Following on from our previous article on investing in fine wines, here we cover some more tips on making your investment work for you.
The Importance of Independent Valuations
Regardless of whether you hold wines directly in your own name or via a fund, they should be valued at regular intervals. You should receive a report after valuations, and any valuations should be conducted by an independent party. This ensures transparency throughout the process and puts your mind at rest that you are receiving up-to-date and reliable information on pricing.
Stay Up-to-Date with Costs
Any costs relating to your wine investment should be transparent right from the start of the investment process. While it is your responsibility to be aware of all costs, dealing with reputable firms will ensure you have easy access to any information you require. If your investments are not being managed efficiently, this could have a negative impact on your returns. You should also be aware of outside factors that might influence your costs and potential returns. The Financial Times, for example, highlights the impact of the UK’s EU referendum vote in June 2016, explaining that the referendum outcome saw the value of many wine holdings fall for British investors.

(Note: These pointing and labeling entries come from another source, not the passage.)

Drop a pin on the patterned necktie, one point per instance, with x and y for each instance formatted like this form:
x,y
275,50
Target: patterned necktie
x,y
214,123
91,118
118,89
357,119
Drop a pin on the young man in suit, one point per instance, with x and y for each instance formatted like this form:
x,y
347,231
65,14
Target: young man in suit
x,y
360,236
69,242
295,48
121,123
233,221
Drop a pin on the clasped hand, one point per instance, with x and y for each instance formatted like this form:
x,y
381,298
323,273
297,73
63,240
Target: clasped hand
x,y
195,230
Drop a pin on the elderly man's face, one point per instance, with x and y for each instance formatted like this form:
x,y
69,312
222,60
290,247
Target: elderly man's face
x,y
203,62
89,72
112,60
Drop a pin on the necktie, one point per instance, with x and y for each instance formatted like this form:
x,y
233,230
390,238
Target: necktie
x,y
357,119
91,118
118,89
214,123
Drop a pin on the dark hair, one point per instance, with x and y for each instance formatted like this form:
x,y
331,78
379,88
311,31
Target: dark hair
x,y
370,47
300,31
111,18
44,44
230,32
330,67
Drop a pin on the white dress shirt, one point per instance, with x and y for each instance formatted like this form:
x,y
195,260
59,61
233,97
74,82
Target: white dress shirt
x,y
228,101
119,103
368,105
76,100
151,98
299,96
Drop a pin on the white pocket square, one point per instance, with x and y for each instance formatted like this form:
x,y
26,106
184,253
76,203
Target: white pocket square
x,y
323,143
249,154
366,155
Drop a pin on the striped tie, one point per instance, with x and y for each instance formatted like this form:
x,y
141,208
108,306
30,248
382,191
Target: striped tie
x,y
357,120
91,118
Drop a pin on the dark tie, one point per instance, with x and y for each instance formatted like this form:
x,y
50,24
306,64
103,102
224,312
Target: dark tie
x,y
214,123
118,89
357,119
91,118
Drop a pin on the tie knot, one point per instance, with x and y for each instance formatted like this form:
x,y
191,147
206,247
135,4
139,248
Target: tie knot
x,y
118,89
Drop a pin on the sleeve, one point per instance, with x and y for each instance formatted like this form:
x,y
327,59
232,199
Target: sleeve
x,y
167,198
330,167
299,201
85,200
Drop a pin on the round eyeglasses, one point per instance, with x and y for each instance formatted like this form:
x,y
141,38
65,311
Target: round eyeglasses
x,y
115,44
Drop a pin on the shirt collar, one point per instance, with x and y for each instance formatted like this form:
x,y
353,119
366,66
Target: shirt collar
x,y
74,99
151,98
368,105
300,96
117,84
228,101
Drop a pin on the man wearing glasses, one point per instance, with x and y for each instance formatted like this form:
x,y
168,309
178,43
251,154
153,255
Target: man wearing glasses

Choose the Right Wines to Iinvest in
Only wines that have sufficient liquidity or adequate supply and demand are worth investing in if you want to minimise your exposure to risk. You can research the wine market in a number of ways, including checking out the wares of reputable online wine merchants in Northern Ireland, such as http://thewinecompanyni.com/.
No matter how much research you undertake or how careful you are, accidents can still happen. Loss, theft or damage of assets can occur, so it’s vital all wines are insured at a suitable replacement value. You should be aware of who is insuring your investment wine, and how much the cover is worth.
Be Aware of Tax Obligations
While wine investments are regarded as “wasting assets” because they have a life expectancy of lower than 50 years, they are only exempt from capital gains tax (CGT) if certain requirements are met. The investment structure will have an impact, and wine investments are only free of CGT in conditions such as the investment structure being a limited partnership.